Development of an improved method of detection of infectious parvovirus B19

Abstract

Background Parvovirus B19, the only known pathogenic human parvovirus is the aetiologic agent of erythema infectiosum, transient aplastic crisis, pure red cell aplasia, and hydrops fetalis. Transmission is either by respiratory secretions or, as it can be present at high titre in plasma, by blood and blood products. B19 is only cultured with difficulty in vitro, and there is no readily available assay for detecting B19 infectivity or neutralizing antibodies. Objectives In this study, we evaluated different methods to detect viral infection for the purpose of developing automated methods for large-scale testing of viral infectivity, development of neutralizing antibody and viral inactivation assays. Study design Different cell lines were evaluated for their ability to support B19 infection and assays tested for sensitivity and ease of performing. A high-throughput assay was validated by determining infectious virus in blood pools and for determining neutralizing antibody in sera.

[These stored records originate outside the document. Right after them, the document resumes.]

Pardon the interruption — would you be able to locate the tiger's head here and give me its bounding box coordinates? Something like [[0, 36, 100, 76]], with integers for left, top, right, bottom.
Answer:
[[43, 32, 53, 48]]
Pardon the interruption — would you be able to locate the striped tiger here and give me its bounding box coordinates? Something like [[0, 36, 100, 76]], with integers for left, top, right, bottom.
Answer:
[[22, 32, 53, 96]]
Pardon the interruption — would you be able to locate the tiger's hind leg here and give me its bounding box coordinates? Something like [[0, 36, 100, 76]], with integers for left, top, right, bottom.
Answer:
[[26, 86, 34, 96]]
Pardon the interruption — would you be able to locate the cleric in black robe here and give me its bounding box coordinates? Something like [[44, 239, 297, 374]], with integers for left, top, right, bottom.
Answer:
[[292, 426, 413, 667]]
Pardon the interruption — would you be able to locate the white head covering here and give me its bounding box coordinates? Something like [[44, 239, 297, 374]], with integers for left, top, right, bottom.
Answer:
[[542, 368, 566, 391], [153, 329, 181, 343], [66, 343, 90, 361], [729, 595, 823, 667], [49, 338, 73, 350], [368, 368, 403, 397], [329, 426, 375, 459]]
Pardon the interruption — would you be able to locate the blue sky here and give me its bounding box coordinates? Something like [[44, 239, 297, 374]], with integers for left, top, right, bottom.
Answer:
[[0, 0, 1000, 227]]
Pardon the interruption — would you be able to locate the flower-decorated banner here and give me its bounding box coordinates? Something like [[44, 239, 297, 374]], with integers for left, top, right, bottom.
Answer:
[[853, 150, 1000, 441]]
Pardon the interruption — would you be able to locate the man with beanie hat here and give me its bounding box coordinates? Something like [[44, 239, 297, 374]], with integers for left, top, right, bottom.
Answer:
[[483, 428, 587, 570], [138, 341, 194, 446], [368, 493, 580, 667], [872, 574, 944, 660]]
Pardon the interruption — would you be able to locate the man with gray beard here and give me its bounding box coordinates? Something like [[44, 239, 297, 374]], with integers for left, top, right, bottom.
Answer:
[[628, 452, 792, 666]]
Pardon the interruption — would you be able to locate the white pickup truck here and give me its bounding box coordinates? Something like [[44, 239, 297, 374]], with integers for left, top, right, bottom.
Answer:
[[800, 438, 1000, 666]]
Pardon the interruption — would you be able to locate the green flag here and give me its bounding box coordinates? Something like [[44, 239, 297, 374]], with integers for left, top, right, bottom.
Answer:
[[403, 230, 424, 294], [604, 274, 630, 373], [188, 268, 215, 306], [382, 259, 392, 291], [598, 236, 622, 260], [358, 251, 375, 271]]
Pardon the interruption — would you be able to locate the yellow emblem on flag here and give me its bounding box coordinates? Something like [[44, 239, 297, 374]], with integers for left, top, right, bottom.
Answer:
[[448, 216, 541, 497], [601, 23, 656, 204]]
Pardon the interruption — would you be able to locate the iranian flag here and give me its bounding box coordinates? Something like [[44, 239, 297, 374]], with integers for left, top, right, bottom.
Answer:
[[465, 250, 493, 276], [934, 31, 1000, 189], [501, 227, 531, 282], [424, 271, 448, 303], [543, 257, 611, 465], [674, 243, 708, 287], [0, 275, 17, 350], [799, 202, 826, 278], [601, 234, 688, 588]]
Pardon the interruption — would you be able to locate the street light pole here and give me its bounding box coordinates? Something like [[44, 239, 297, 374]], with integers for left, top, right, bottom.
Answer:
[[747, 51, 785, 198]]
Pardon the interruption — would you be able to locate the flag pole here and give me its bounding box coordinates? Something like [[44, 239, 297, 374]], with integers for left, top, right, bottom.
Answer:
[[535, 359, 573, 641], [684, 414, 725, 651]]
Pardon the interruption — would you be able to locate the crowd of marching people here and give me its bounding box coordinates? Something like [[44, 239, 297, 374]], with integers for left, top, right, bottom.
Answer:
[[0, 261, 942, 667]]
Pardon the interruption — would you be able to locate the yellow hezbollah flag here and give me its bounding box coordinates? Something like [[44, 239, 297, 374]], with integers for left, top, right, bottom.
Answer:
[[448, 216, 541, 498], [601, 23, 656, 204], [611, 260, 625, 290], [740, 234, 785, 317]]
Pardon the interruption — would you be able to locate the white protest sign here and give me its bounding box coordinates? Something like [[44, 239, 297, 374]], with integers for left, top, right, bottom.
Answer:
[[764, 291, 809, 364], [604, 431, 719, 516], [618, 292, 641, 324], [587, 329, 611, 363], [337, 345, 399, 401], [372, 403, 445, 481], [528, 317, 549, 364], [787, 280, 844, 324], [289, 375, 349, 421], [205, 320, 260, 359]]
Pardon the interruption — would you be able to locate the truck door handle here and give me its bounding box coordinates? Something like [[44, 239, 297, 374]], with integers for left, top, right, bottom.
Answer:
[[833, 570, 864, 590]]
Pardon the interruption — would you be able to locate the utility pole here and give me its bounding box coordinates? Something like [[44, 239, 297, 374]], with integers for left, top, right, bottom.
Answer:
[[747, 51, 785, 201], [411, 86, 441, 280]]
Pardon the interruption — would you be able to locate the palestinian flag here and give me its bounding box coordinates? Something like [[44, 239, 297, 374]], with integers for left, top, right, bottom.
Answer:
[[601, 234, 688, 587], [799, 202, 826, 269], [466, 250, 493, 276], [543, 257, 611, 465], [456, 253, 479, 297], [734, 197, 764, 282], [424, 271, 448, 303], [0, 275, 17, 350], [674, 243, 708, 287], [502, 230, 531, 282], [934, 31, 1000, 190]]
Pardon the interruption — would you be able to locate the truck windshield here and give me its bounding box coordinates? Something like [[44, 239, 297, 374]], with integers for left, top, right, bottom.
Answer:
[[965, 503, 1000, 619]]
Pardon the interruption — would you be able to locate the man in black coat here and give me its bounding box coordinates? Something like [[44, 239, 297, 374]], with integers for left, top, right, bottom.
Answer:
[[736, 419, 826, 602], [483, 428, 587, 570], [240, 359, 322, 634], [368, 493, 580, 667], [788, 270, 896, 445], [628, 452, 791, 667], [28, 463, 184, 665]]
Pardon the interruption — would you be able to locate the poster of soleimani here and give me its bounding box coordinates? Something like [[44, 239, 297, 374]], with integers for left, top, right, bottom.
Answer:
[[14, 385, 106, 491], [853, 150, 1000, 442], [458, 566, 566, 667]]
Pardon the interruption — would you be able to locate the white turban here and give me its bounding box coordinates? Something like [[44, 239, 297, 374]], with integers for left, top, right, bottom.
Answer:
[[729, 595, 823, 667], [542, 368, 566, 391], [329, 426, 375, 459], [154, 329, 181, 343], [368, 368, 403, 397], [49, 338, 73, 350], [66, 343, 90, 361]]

Results B19 protein production was detected by immunofluorescence (IF) staining and increased viral DNA production by dot blot hybridization and quantitative PCR. The detection of RNA transcripts by RT-PCR assay and quantitative RT-PCR (qRT-PCR) was used as an indirect marker for infection. Of the cell lines tested, the subclone UT7/Epo-S1 showed the greatest sensitivity to B19 infection, with detection of viral transcripts by qRT-PCR the preferred assay. The assays were validated by experiments to determine the infectious titre of sera from acutely infected humans, to evaluate the presence of infectious virus in human donor plasma pools and to measure neutralizing antibodies.